Le dispositif vise les travailleurs étrangers qui exercent un métier inscrit sur la liste officielle issue de l’ arrêté du 21 mai 2025. Depuis la loi du 26 janvier 2024, l’article L435-4 du CESEDA permet à une personne en situation irrégulière de déposer elle-même une demande de titre de séjour, sans attendre une initiative préalable de la préfecture. Le titre de séjour accordé dans ce cadre est valable un an et peut être renouvelé.
Trois conditions restent cumulatives : justifier d’une présence en France depuis au moins trois ans, avoir exercé l’un des métiers concernés pendant 12 mois sur les 24 derniers mois, et disposer d’un contrat de travail ou d’une promesse d’embauche. Ce mécanisme de régularisation concerne notamment des postes du BTP, des travaux publics, de la cuisine, de la santé, des soins et des services à la personne. L’administration statue en principe dans un délai de 90 jours sur la demande de séjour.

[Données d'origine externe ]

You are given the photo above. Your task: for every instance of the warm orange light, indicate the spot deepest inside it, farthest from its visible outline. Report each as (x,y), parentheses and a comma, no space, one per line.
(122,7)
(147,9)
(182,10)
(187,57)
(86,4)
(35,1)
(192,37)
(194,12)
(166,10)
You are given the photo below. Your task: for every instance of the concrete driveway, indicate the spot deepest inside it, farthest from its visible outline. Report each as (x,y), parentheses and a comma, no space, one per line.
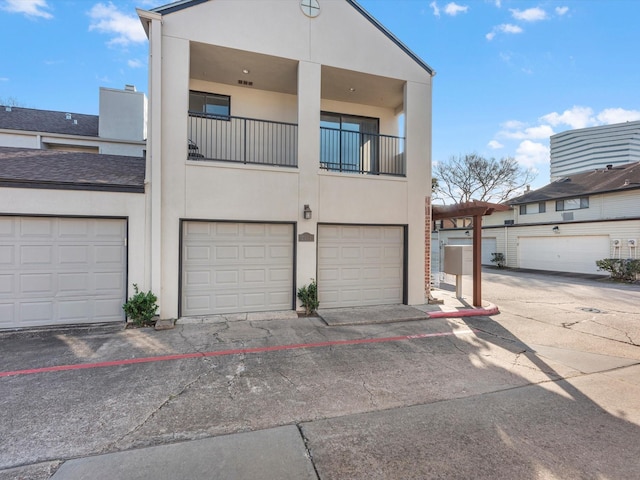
(549,388)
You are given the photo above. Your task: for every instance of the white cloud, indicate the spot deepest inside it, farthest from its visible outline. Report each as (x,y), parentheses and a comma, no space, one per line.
(436,10)
(503,28)
(529,15)
(576,117)
(125,29)
(529,154)
(536,133)
(453,9)
(30,8)
(617,115)
(135,63)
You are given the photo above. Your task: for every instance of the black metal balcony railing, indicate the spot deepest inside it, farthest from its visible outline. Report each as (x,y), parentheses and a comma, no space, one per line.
(243,140)
(247,140)
(366,153)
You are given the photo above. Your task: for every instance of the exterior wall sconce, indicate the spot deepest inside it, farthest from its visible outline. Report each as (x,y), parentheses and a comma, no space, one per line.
(307,212)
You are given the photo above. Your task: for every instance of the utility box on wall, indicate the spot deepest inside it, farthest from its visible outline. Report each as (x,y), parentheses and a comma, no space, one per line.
(458,259)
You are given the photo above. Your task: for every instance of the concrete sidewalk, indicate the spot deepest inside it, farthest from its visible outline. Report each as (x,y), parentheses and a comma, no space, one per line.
(276,453)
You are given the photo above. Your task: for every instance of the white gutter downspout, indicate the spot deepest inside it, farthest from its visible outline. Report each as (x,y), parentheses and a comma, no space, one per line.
(152,23)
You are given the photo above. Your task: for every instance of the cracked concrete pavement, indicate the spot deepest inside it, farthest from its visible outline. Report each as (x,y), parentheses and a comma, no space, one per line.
(559,366)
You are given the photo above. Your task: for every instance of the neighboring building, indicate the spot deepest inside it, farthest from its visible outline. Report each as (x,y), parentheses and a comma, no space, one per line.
(585,149)
(72,231)
(567,225)
(119,129)
(274,156)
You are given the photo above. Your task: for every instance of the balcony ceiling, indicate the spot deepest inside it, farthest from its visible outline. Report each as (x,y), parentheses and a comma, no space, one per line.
(225,65)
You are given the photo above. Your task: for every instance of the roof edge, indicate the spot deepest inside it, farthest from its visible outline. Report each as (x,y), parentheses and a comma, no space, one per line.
(392,37)
(176,6)
(182,4)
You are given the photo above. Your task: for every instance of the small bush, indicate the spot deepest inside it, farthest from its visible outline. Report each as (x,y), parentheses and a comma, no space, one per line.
(498,259)
(622,269)
(308,295)
(141,307)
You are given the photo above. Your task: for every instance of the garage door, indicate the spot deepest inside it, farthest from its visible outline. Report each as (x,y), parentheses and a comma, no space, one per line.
(58,271)
(563,253)
(236,267)
(488,247)
(360,265)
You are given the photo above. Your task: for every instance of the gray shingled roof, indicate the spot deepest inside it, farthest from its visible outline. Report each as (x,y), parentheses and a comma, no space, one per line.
(602,180)
(29,119)
(55,169)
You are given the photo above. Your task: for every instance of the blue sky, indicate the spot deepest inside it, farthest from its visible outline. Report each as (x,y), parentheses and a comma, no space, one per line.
(509,73)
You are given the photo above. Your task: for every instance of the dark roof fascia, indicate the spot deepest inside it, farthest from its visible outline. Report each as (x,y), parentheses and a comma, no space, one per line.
(392,37)
(182,4)
(515,201)
(176,6)
(95,187)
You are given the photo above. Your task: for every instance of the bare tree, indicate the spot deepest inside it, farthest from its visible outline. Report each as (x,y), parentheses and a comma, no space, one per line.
(472,177)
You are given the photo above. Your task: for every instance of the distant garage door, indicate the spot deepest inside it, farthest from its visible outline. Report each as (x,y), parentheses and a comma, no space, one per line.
(58,271)
(563,253)
(236,267)
(360,265)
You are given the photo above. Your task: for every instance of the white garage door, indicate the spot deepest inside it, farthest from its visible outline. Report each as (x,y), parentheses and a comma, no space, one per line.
(563,253)
(236,267)
(58,271)
(360,265)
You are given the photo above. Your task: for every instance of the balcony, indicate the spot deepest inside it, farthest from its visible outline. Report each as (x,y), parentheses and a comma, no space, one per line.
(262,142)
(364,153)
(242,140)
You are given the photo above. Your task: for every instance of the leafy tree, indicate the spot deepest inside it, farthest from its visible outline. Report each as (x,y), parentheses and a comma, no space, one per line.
(472,177)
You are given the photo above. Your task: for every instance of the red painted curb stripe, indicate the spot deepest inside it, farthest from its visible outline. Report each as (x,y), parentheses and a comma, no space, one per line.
(239,351)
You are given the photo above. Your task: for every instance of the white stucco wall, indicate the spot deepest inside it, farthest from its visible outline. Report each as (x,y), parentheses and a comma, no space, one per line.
(218,190)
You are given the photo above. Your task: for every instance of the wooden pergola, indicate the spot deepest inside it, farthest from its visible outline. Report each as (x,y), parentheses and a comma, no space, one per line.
(475,209)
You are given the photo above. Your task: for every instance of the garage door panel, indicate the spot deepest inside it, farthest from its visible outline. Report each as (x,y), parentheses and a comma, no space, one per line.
(249,268)
(62,270)
(7,315)
(563,254)
(360,265)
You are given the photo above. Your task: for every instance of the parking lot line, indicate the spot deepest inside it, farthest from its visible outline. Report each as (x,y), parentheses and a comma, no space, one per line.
(238,351)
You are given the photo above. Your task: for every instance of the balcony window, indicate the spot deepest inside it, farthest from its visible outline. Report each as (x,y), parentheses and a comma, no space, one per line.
(572,204)
(210,103)
(350,143)
(530,208)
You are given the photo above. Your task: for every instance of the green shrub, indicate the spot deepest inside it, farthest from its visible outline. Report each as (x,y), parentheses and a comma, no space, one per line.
(141,307)
(308,295)
(498,259)
(623,269)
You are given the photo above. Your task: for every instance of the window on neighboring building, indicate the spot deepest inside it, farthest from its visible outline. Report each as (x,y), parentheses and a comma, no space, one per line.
(211,103)
(530,208)
(572,204)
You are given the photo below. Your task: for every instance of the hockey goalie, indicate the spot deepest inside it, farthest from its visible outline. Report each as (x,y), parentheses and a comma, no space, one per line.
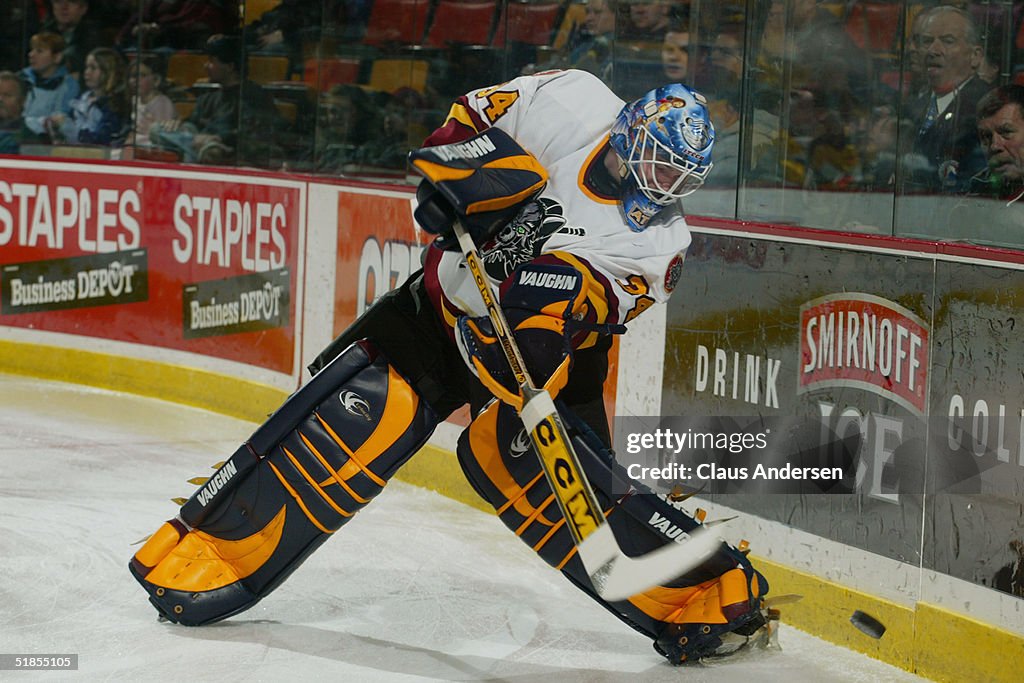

Les rémunérations varient selon les spécialités, les niveaux de qualification et les zones géographiques caractérisées par une forte demande. En pratique, un technicien CVC perçoit entre 28 000 et 42 000 euros bruts annuels, un développeur web entre 35 000 et 55 000 euros, et un data analyst entre 38 000 et 55 000 euros. Dans certains bassins industriels, les salaires peuvent aller plus haut : jusqu’à 80 000 euros à Écouen, dans l’eau et la chimie, et 85 000 euros à Corbeil-Essonnes, dans l’agroalimentaire et le plastique, pour des profils techniques spécialisés.
Les pôles les plus dynamiques du marché du travail francilien se situent notamment à Paris, Versailles-Saint-Quentin et Saclay pour les fonctions numériques. Selon la Dares et Pôle emploi, les ingénieurs informatiques y représentent un volume particulièrement élevé, avec près de 170 000 emplois salariés.